One local celebrity frustrated by Instagram and its algorithm is model Jesinta Franklin.
While she is grateful for what the platform has done for her brand to date, she says she has noticed changes which make connecting with her followers more difficult.
“I noticed it was harder to connect and I also found the app was automatically unfollowing people I had been following,” says Franklin, who is the cover star of the July edition of Women’s Health, on sale tomorrow.
“Also, I was never seeing the content I wanted to see because the algorithm didn’t think it was necessary for me to see it due to their equations. It made it harder and harder to connect and everyone else in the industry is having that same problem.”

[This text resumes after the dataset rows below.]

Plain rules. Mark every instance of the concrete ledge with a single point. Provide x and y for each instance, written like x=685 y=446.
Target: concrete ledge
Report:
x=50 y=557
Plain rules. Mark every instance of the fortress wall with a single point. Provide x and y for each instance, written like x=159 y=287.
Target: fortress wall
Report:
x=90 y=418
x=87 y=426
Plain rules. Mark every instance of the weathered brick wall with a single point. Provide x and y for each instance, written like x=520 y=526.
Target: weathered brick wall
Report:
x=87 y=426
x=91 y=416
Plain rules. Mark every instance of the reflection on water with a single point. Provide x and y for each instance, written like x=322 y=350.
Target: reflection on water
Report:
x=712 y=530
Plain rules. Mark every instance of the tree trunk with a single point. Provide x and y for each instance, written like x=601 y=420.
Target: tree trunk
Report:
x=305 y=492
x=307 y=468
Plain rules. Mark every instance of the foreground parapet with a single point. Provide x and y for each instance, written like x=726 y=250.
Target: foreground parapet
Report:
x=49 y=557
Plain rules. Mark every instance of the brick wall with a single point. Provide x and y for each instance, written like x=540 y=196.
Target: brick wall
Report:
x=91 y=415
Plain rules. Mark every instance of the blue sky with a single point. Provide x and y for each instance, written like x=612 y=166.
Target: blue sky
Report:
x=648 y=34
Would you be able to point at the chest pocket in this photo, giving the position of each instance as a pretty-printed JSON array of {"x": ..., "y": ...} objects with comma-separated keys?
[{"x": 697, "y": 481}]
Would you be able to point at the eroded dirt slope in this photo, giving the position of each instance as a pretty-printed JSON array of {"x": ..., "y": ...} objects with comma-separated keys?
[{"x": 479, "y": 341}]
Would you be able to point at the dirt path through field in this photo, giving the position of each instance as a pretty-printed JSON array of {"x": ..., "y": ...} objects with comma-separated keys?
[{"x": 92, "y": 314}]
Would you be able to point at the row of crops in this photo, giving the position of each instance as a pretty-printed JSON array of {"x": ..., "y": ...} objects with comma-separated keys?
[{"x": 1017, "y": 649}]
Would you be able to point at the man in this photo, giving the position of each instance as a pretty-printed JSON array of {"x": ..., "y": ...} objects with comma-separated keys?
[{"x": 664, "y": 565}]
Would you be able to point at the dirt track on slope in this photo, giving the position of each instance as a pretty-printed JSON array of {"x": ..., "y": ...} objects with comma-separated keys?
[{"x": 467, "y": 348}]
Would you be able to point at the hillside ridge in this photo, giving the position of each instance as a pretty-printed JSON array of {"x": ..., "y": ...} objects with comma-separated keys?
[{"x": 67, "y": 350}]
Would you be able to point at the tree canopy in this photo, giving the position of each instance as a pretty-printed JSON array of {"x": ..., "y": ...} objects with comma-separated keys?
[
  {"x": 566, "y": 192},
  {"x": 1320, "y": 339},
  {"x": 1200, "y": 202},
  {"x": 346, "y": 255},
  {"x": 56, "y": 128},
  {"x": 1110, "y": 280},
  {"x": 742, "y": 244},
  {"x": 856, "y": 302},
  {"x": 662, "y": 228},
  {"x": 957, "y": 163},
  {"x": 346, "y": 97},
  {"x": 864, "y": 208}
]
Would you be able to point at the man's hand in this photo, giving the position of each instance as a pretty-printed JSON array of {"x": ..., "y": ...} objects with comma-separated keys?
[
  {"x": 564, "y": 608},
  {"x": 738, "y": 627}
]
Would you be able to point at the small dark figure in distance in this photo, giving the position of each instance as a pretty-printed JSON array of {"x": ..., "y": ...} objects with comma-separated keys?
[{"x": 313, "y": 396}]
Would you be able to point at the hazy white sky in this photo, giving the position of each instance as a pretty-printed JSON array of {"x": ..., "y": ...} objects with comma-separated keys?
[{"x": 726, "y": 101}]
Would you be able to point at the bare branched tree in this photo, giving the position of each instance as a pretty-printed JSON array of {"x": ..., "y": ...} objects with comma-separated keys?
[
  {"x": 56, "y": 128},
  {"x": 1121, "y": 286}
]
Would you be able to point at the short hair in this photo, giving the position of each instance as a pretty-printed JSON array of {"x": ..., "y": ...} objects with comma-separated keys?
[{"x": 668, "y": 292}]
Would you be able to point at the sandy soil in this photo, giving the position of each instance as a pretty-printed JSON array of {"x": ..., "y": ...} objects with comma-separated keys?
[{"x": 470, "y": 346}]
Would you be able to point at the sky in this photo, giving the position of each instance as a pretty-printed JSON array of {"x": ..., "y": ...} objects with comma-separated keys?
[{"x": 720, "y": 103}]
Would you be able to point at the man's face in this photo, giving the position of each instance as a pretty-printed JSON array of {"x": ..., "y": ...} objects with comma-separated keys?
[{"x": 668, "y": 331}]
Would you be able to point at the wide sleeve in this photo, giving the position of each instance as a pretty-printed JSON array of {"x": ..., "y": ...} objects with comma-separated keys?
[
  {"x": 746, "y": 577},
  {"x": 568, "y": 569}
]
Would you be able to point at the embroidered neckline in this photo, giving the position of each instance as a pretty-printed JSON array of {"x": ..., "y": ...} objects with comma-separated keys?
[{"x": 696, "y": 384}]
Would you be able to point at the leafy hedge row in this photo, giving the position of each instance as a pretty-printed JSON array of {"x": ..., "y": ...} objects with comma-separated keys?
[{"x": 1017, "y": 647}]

Franklin is following in the footsteps of the Kardashian sisters and Chris Hemsworth and will today launch her own app — Jesinta Franklin The Official App. It will showcase all aspects of beauty, fashion, fitness and health and take followers behind the scenes of the Olay ambassador’s glamorous life.
“There will be hair tutorials, beauty tutorials, get the looks, recipes, red carpet looks, inspiring, thought-provoking quotes. It also adds more value to my clients,” she says.
“With Olay, I can give people an insight into my skincare regimen, with direct links to shop the products I feature.”